Immigration will be on the agenda of the next Western Governors' Association meeting this fall, Gov. Jon Huntsman Jr. said, the first time the organization has talked about the controversial issue.
"There's been no thought given to a regional approach, and we are the region most directly impacted," Huntsman told the Deseret Morning News. "Governors in this region can probably embrace some key aspects of immigration reform regardless of political affiliation."
But he may face an uphill battle getting the association to take on immigration. All the governors have committed to do is consider during a closed-door meeting whether they want to pursue the issue in the future, according to WGA executive director Pam Inmann.
"If there's consensus or general agreement, then we'll pursue it. But if it only affects maybe three or five or whatever and the other (Western states) say maybe they should do it on their own," Inmann said. "It's a frank discussion of what they'd like us to get involved in."
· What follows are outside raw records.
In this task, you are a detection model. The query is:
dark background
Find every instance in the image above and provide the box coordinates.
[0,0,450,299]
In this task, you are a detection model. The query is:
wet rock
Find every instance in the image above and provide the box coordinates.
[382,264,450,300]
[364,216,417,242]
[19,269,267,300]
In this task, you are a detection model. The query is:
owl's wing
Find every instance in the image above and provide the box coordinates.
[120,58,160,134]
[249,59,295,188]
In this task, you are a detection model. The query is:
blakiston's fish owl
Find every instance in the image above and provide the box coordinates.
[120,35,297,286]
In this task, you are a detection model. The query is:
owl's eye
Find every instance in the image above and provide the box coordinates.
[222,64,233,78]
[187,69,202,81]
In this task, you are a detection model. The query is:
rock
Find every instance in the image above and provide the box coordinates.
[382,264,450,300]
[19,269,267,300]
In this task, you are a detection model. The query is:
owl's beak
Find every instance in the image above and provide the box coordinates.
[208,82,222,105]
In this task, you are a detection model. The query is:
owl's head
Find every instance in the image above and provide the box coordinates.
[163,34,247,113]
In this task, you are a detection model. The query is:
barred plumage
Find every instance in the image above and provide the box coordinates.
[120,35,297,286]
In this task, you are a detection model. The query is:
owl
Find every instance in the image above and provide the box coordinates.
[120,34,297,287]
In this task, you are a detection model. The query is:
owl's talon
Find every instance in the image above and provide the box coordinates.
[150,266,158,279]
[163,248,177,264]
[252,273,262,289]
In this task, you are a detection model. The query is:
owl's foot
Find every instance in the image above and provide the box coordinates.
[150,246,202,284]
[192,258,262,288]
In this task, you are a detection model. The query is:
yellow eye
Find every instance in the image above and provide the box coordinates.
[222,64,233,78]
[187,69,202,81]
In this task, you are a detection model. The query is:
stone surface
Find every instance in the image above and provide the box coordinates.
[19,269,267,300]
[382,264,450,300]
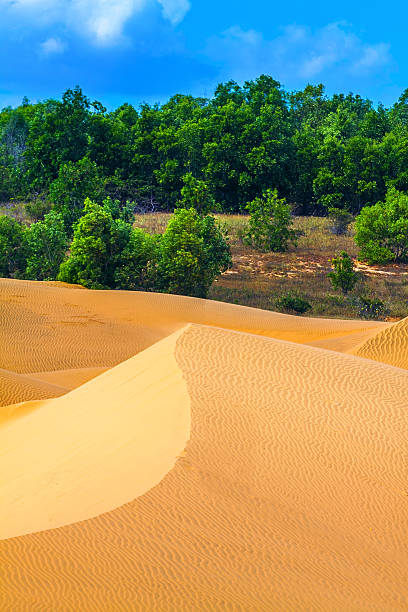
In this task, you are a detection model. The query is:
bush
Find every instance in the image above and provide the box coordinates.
[358,296,387,319]
[275,293,312,314]
[244,189,298,252]
[177,172,218,215]
[24,197,52,221]
[328,207,354,236]
[328,251,358,294]
[0,215,25,278]
[114,227,159,291]
[355,187,408,264]
[25,211,68,280]
[49,157,103,235]
[157,208,232,297]
[58,198,132,289]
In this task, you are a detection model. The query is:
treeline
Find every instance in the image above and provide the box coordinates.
[0,75,408,214]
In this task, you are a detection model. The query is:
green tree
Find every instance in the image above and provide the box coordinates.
[157,208,232,298]
[24,211,68,280]
[58,198,132,289]
[328,251,358,294]
[0,215,25,278]
[355,187,408,264]
[177,172,217,216]
[49,157,103,233]
[244,189,298,252]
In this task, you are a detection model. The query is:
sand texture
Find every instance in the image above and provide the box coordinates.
[0,281,408,612]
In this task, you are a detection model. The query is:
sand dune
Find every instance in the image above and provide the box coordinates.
[0,281,408,612]
[351,317,408,369]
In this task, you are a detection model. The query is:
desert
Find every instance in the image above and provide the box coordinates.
[0,279,408,610]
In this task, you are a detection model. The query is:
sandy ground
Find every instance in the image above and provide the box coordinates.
[0,280,408,612]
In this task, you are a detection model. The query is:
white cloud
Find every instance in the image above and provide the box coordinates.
[40,37,65,55]
[158,0,191,24]
[0,0,190,45]
[205,23,391,81]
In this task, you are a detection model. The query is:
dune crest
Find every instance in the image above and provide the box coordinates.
[0,332,190,539]
[351,317,408,370]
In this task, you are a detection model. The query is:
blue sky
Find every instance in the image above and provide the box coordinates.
[0,0,408,108]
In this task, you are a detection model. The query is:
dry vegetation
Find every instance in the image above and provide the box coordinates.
[136,213,408,320]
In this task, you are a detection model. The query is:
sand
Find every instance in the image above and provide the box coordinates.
[0,281,408,611]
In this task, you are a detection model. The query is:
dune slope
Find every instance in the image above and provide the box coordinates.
[0,325,408,611]
[0,332,190,539]
[351,317,408,369]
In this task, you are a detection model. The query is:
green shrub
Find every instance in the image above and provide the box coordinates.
[49,157,103,235]
[24,211,68,280]
[177,172,218,215]
[114,227,160,291]
[24,196,52,221]
[275,292,312,314]
[328,251,358,294]
[58,198,132,289]
[0,215,25,278]
[328,207,354,236]
[244,189,298,252]
[157,208,232,297]
[355,187,408,264]
[358,296,388,319]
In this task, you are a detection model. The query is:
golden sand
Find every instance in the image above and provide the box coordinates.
[0,281,408,612]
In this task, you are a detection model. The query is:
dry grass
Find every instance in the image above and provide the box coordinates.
[135,213,408,320]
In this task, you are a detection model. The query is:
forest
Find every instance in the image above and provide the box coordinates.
[0,75,408,216]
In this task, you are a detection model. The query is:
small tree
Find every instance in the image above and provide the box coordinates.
[328,251,358,294]
[114,227,159,291]
[244,189,298,252]
[177,172,218,215]
[0,215,25,278]
[24,211,68,280]
[157,208,232,297]
[355,187,408,264]
[328,207,354,236]
[58,198,132,289]
[49,157,103,235]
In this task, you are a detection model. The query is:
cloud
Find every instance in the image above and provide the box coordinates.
[204,22,391,83]
[158,0,191,24]
[40,37,66,55]
[0,0,190,46]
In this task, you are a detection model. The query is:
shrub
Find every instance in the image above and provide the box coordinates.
[328,251,358,293]
[244,189,298,252]
[58,198,132,289]
[328,207,354,236]
[25,211,68,280]
[157,208,232,297]
[49,157,103,235]
[0,215,25,278]
[355,187,408,264]
[358,296,387,319]
[114,227,159,291]
[24,196,52,221]
[275,292,312,314]
[177,172,218,215]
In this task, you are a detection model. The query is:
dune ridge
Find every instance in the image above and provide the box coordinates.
[0,325,408,611]
[0,280,408,612]
[0,332,190,539]
[351,317,408,369]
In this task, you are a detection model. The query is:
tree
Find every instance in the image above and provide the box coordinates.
[0,215,25,278]
[58,198,132,289]
[157,208,232,298]
[177,172,217,215]
[355,187,408,264]
[244,189,298,252]
[328,251,358,293]
[49,157,103,233]
[24,211,68,280]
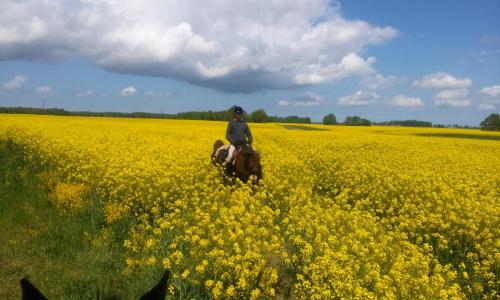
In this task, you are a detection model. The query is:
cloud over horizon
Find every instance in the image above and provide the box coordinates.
[0,0,398,92]
[121,86,137,97]
[413,72,472,89]
[339,91,380,106]
[2,75,28,91]
[389,95,424,108]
The Colorado-based WGA has never tackled the problems surrounding illegal immigrants, she said. "We really try to focus on issues that affect a majority, if not all, of the states in the West," especially those related to natural resources.
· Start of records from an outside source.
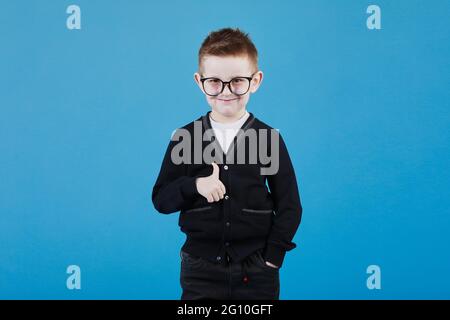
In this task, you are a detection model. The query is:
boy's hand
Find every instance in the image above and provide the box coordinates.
[195,162,226,203]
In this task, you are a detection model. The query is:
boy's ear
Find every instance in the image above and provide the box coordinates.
[194,72,204,93]
[250,70,264,93]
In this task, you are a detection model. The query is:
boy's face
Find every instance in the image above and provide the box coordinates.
[194,56,263,120]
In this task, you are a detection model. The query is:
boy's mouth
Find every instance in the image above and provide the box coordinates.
[217,98,239,102]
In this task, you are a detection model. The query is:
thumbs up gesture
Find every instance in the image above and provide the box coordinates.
[196,162,226,203]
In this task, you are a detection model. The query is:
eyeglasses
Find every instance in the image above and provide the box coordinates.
[200,72,256,97]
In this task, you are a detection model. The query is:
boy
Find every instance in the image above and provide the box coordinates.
[152,28,302,300]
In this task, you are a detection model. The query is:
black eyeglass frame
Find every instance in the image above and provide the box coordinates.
[200,71,258,97]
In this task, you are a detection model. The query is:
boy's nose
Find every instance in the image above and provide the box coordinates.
[222,83,233,94]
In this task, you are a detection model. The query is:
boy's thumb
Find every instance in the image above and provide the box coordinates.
[211,162,219,179]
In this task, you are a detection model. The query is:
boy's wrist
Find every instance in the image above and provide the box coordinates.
[181,177,198,198]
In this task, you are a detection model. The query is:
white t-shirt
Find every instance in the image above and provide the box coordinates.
[209,110,250,153]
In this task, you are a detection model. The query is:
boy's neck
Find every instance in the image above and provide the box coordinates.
[210,108,247,123]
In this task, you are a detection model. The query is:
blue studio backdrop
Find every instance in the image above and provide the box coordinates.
[0,0,450,299]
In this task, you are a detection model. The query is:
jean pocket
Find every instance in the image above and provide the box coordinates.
[254,250,279,273]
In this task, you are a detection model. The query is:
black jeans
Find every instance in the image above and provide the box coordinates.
[180,249,280,300]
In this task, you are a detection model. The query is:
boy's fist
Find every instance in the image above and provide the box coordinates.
[195,162,226,203]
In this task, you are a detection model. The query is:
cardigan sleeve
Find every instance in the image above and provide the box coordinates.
[152,140,199,214]
[264,134,303,267]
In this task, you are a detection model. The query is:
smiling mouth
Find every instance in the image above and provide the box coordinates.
[218,98,238,101]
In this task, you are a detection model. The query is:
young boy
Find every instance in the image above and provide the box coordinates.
[152,28,302,300]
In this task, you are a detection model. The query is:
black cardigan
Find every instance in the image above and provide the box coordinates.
[152,111,302,267]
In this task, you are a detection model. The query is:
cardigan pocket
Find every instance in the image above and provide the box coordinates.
[178,205,220,239]
[183,206,212,213]
[242,208,273,215]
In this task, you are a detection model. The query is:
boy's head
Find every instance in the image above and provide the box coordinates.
[194,28,263,121]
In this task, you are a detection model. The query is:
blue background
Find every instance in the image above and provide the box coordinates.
[0,0,450,299]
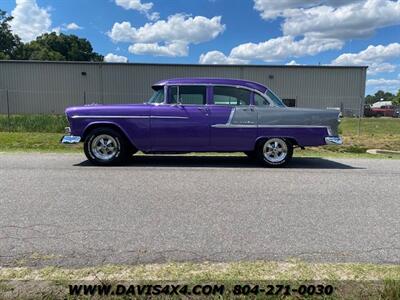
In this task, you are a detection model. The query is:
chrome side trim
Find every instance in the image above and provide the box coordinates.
[71,115,189,119]
[325,136,343,145]
[150,116,189,119]
[211,124,330,130]
[258,125,330,129]
[71,115,150,119]
[60,135,81,144]
[211,124,258,128]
And immigration may not be one of those issues. "I don't think you have the same issues like up on the northern border with North and South Dakota, Montana, Idaho. I don't think they feel the immigration issue quite as strongly as those along the southern border," Inmann said.
She stopped short of saying whether she expected the governors to agree to pursue the immigration issue. "I don't know. It's something they'll discuss and tell us. We let them tell us what to do."
Huntsman is trying a bipartisan approach. His ally in this effort is a Democrat, New Mexico Gov. Bill Richardson, a former leader of WGA who is already working with Huntsman to organize a regional presidential primary for 2008.
Richardson and another Democrat, Gov. Janet Napolitano of Arizona the head of WGA made news recently by declaring a state of emergency in their states because of the problems created by illegal immigrants coming across the border from Mexico.
"Gov. Richardson wants an in-depth dialogue with other governors who are facing the same difficulties we are," the New Mexico governor's deputy chief of staff, Billy Sparks, said. "The states need to be involved."